Jimmy Kamande

Personal information
- Full name: James Kabatha Kamande
- Born: 12 December 1978 (age 47) Muranga, Kenya
- Batting: Right-handed
- Bowling: Right arm off break
- Role: Bowler

International information
- National side: Kenya (1999–2011);
- ODI debut (cap 20): 15 May 1999 v Zimbabwe
- Last ODI: 13 March 2011 v Australia
- T20I debut (cap 3): 1 September 2007 v Bangladesh
- Last T20I: 11 February 2010 v Netherlands

Domestic team information
- 2006/07: Kenya Select
- Coast Pekee
- Nairobi Gymkhana

Head coaching information
- 2022–present: Tanzania

Career statistics
| Competition | ODI | T20I | FC | LA |
| Matches | 86 | 12 | 21 | 117 |
| Runs scored | 1,055 | 83 | 630 | 1,353 |
| Batting average | 17.29 | 9.22 | 18.52 | 16.30 |
| 100s/50s | 0/3 | 0/0 | 0/3 | 0/6 |
| Top score | 74 | 42 | 75 | 74 |
| Balls bowled | 2,619 | 206 | 2,394 | 3,339 |
| Wickets | 48 | 13 | 24 | 63 |
| Bowling average | 45.18 | 16.30 | 48.87 | 42.46 |
| 5 wickets in innings | 0 | 0 | 0 | 0 |
| 10 wickets in match | 0 | 0 | 0 | 0 |
| Best bowling | 4/36 | 3/28 | 4/56 | 4/36 |
| Catches/stumpings | 20/– | 1/– | 16/0 | 34/– |
- Source: ESPNcricinfo, 15 May 2017

= Jimmy Kamande =

Kenyan cricketer (born 1978)

James Kabatha Kamande (born 12 December 1978) is a former Kenyan cricketer and former limited over captain. He is a right-handed batsman and an off break bowler.

==International career==
Kamande made his One Day International debut for Kenya in the 1999 World Cup in England.

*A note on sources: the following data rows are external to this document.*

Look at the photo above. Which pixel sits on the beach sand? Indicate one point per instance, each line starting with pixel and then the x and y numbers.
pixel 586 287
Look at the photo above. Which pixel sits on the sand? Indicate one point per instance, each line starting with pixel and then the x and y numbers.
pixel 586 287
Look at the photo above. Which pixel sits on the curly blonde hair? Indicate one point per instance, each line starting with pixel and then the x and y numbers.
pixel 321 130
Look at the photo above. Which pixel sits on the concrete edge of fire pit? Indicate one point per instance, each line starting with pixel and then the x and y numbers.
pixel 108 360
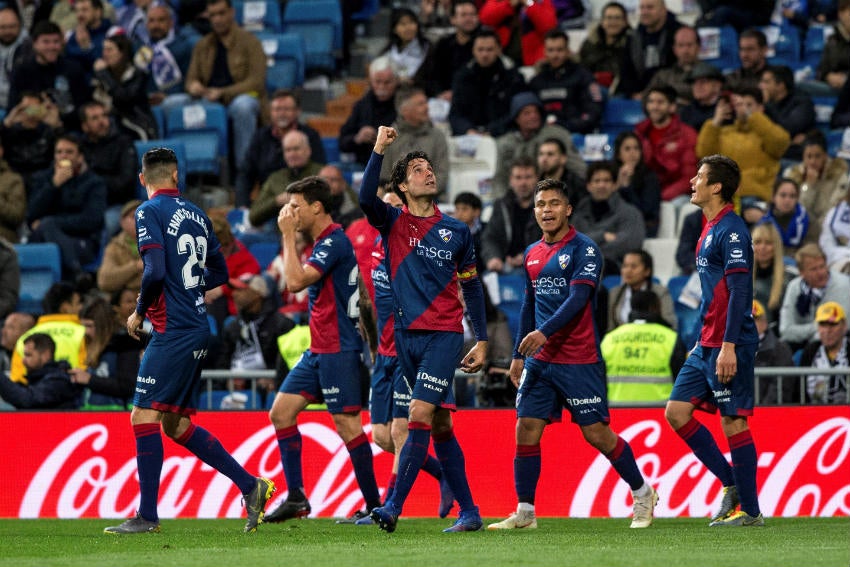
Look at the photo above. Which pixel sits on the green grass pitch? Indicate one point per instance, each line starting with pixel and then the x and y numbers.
pixel 420 543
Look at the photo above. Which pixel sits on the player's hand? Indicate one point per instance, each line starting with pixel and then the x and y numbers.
pixel 727 363
pixel 386 136
pixel 532 343
pixel 517 366
pixel 475 358
pixel 134 321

In the 2011 ICC Cricket World Cup, Kamande captained the Kenyan cricket team for the first time in a World Cup. But poor performance in the tournament led him to be sacked him from captaincy.

==Coaching career==
Kamande coached the Kenya national under-19 cricket team at the 2018 Under-19 Cricket World Cup in New Zealand.

Kamande was appointed coach of the Tanzania national cricket team in 2022.